During the past three decades, graphic designers have been bombarded with books, exhibits, films and symposiums on the study of design history. The largest resource for historical documentation of Western and Eastern Europe and the Soviet Union is MoMA’s splendid collection of 1920s- and ’30s-era specimens of typography and graphic ephemera originally assembled and preserved by Jan Tschichold, and acquired by curator Alfred Barr.
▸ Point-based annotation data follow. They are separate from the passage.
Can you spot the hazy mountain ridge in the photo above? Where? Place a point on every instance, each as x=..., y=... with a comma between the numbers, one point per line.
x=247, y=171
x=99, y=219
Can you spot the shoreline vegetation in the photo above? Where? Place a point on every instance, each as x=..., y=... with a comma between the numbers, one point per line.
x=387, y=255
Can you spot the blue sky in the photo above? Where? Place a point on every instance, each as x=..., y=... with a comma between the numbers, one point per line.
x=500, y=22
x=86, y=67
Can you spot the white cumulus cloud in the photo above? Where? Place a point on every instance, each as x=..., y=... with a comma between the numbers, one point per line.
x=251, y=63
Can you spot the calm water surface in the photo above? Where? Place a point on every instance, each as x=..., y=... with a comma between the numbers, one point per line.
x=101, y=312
Recently, the resourceful German design historian Patrick Rössler sent me his latest co-authored book, Revolutionäre der Typography (written with Mirjam Brodbeck), containing, for me, a completely different side of Tschichold’s advertising and typography study collection. This significant volume (regrettably, with text only in German) contains known and unknown artifacts by the familiar group of avant-gardists—including Herbert Bayer, Walter Dexel, John Heartfield, El Lissitzky, Ladislav Sutnar, Piet Zwart and others—but is also filled with names and work that are unknown to me. Tschichold was the curator of the era of New Typography, and his broad appreciation is exhibited in work that is less, if at all, published in most design histories, including pieces by Johannes Canis, Walter Cyliax, Albert Fuss, Emanuel Leistikow and Robret Stöcklin. Seeing this material for the first time is sublime, like finding a lost or forgotten Beatles record (or anything else that turns you on).
In this context, while the style is familiar, the visual language of the New Typography is fleshed out more than in many other contemporary histories that often rehash the same published examples.
The book release coincides with the opening last May of a big exhibition on New Typography that Rössler curated at the Schule Für Gestaltung in Basel. Even if the German language is alien to you, the visual content will widen your appreciation of the avant garde typography movement.
For me this new material is akin to rifling through Tschichold’s flat files and is invaluable as a record of how far-reaching and varied the New Typography was in Europe between the wars. For Rössler, “The collection was indeed a big surprise to me, considering that it was what Tschichold himself decided to keep. So I believe that, especially in connection with the website, this will be a valuable resource for future research.”